Of course, ssh on the local machine will prompt you for the passphrase for your private key every time it is accessed. This is both a good thing (it provides even more security for your private key) and a bad thing (it is a pain in the ass to have to enter a long passphrase over and over and over.

The solution? ssh-agent!

ssh-agent, included with the OpenSSH distribution, is a special program designed to make dealing with RSA and DSA keys both pleasant and secure (see Part 1 of this series for an introduction to RSA and DSA authentication.) ssh-agent, unlike ssh, is a long-running daemon designed for the sole purpose of caching your decrypted private keys.

ssh includes built-in support that allows it to communicate with ssh-agent, allowing ssh to acquire your decrypted private keys without prompting you for a password for every single new connection. With ssh-agent you simply use ssh-add to add your private keys to ssh-agent‘s cache. It’s a one-time process; after using ssh-add, ssh will grab your private key from ssh-agent, rather than bugging you by prompting for a passphrase. (IBM Developer Works Library)

In other words, ssh-agent caches your passphrase: enter it once, and ssh-agent remembers it for the rest of that log-in session. Which is definitely a step in the right direction. But there’s two problems with ssh-agent: first, when you log out of your current session, your cached passphrase is gone. Log back into your local computer and you have to run ssh-agent again. Second, shell scripts and other utilities can’t access the ssh-agent session, so they can’t take advantage of ssh-agent.
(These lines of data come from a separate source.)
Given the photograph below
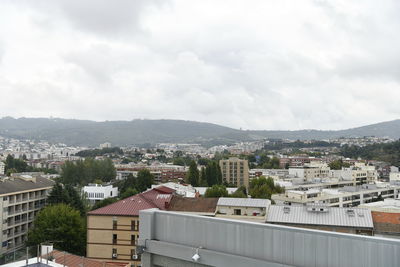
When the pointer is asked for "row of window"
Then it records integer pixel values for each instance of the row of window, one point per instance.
(134, 224)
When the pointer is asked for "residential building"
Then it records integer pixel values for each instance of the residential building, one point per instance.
(310, 171)
(21, 198)
(348, 196)
(2, 168)
(113, 230)
(243, 208)
(98, 192)
(344, 220)
(386, 216)
(184, 190)
(359, 174)
(176, 239)
(235, 171)
(199, 206)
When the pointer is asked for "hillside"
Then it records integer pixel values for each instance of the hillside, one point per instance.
(91, 133)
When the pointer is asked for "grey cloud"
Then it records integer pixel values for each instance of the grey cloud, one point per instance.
(102, 17)
(260, 66)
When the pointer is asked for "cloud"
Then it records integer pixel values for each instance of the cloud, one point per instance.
(264, 65)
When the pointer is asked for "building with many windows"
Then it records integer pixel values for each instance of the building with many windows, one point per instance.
(113, 230)
(98, 192)
(348, 196)
(235, 171)
(21, 198)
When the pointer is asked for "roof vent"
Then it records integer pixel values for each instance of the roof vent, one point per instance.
(350, 212)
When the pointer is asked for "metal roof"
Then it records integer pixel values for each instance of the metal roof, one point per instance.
(347, 217)
(130, 206)
(16, 184)
(243, 202)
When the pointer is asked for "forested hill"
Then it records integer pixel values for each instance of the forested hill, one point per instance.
(384, 152)
(120, 133)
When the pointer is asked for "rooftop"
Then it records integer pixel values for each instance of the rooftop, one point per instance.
(130, 206)
(193, 204)
(318, 215)
(16, 184)
(243, 202)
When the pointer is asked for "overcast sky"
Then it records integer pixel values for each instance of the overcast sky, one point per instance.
(244, 64)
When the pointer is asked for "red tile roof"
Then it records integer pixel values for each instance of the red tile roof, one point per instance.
(71, 260)
(130, 206)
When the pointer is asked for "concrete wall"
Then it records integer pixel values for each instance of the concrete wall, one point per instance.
(222, 242)
(386, 222)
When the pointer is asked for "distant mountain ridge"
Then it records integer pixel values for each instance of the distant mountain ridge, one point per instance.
(91, 133)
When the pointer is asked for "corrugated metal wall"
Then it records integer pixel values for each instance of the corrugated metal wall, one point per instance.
(273, 243)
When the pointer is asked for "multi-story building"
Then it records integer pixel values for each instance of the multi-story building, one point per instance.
(359, 174)
(176, 239)
(98, 192)
(2, 168)
(235, 171)
(344, 220)
(113, 230)
(348, 196)
(251, 209)
(21, 198)
(311, 171)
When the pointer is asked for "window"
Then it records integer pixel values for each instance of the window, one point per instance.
(237, 211)
(114, 253)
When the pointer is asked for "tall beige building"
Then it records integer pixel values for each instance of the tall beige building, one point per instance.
(113, 230)
(235, 171)
(21, 198)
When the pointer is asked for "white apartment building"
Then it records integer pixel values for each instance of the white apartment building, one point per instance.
(359, 174)
(21, 198)
(349, 196)
(2, 168)
(97, 192)
(310, 171)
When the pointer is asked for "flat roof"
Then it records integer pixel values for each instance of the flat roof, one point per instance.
(243, 202)
(333, 216)
(10, 185)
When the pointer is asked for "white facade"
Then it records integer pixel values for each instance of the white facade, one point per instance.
(97, 192)
(394, 176)
(2, 168)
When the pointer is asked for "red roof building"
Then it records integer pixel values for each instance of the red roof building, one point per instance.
(113, 230)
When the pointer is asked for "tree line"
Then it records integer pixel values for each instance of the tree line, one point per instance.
(100, 152)
(89, 170)
(13, 165)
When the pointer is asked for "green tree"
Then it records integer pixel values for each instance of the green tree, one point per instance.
(179, 161)
(203, 177)
(63, 225)
(193, 175)
(216, 191)
(144, 180)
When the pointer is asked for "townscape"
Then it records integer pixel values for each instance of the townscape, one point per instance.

So there’s one more piece to add to the puzzle: keychain!

To solve these problems, I wrote a handy bash-based ssh-agent front-end called keychain. What makes keychain special is the fact that it allows you to use a single ssh-agent process per system, not just per login session. This means that you only need to do one ssh-add per private key, period. As we’ll see in a bit, keychain even helps to optimize the ssh-add process by only trying to add private keys that aren’t already in the running ssh-agent‘s cache.

Here’s a run-through of how keychain works. When started from your ~/.bash_profile, it will first check to see whether an ssh-agent is already running. If not, then it will start ssh-agent and record the important SSH_AUTH_SOCK and SSH_AGENT_PID variables in the ~/.ssh-agent file for safe keeping and later use. Here’s the best way to start keychain; like using plain old ssh-agent, we perform the necessary setup inside ~/.bash_profile: (IBM Developer Works Library)
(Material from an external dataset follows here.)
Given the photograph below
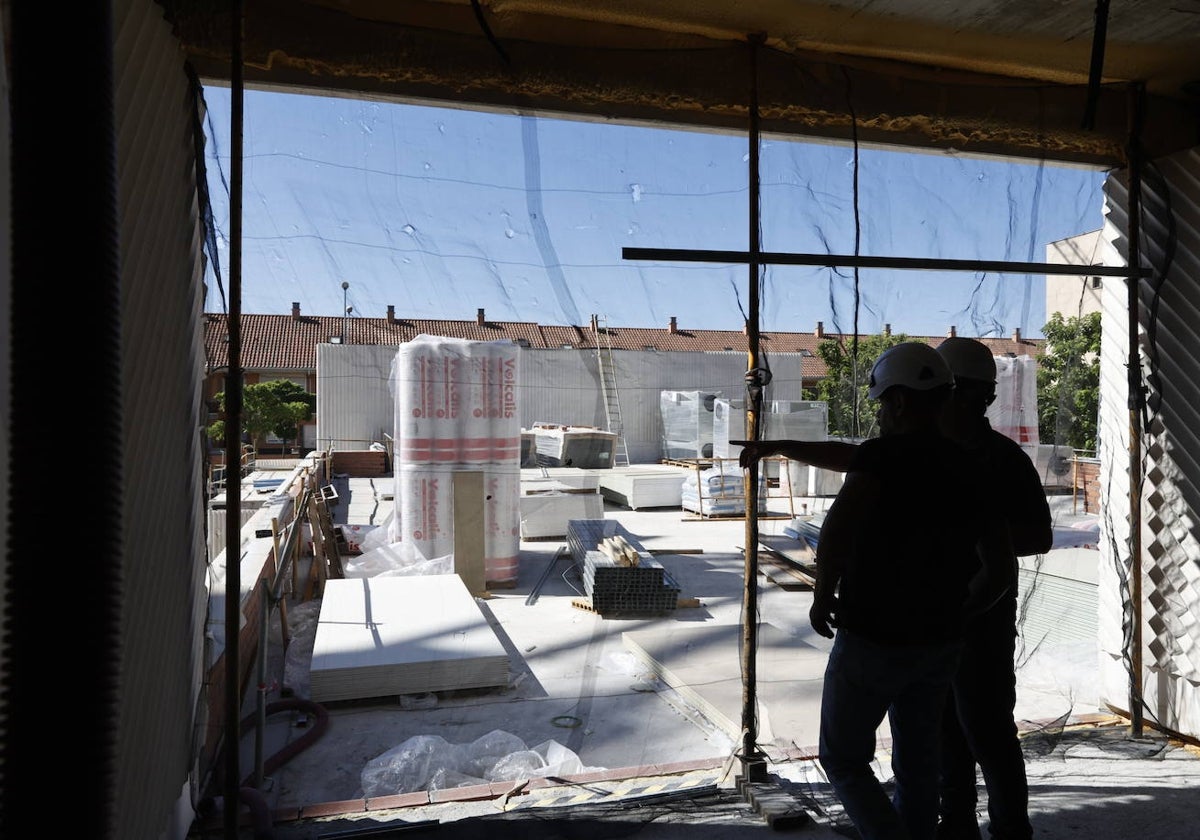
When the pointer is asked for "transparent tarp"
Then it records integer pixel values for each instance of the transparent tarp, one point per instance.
(443, 213)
One note: if you use the example in the IBM link, the directory that they give in the last step of the example is incorrect. The newest versions of keychain create the file to source in ~/.keychain; the filename format is %HOSTNAME%-sh. So if your local machine hostname is ubuntu1, you’d want the following line in .bash_profile:

source ~/.keychain/ubuntu1.sh

With that done, you have a fairly-secure solution. You enter your passphrase once, and the combination of keychain and ssh-agent caches that passphrase until you tell it not to. You can log in and out of your remote machine without needing to re-enter your passphrase. Shell scripts can access this to perform passwordless connections. And, as long as your local machine isn’t compromised (e.g. someone gains physical access to your computer), it’s fairly secure.

Oh, there is one last step: turning off password authentication for ssh. This ensures that the only way someone can make an ssh connection to the remote computer is if they have an RSA/DSA key listed in the authorized_keys file on the remote computer. I haven’t done this yet, because it does mean that no one can connect, not even me! I have to make sure I have a way to get to my computers from anywhere before I do this. I’m thinking I’ll probably get a cheap USB key, copy my private key onto it, and then take it with me.

I’ll post an update here once I turn off password authentication.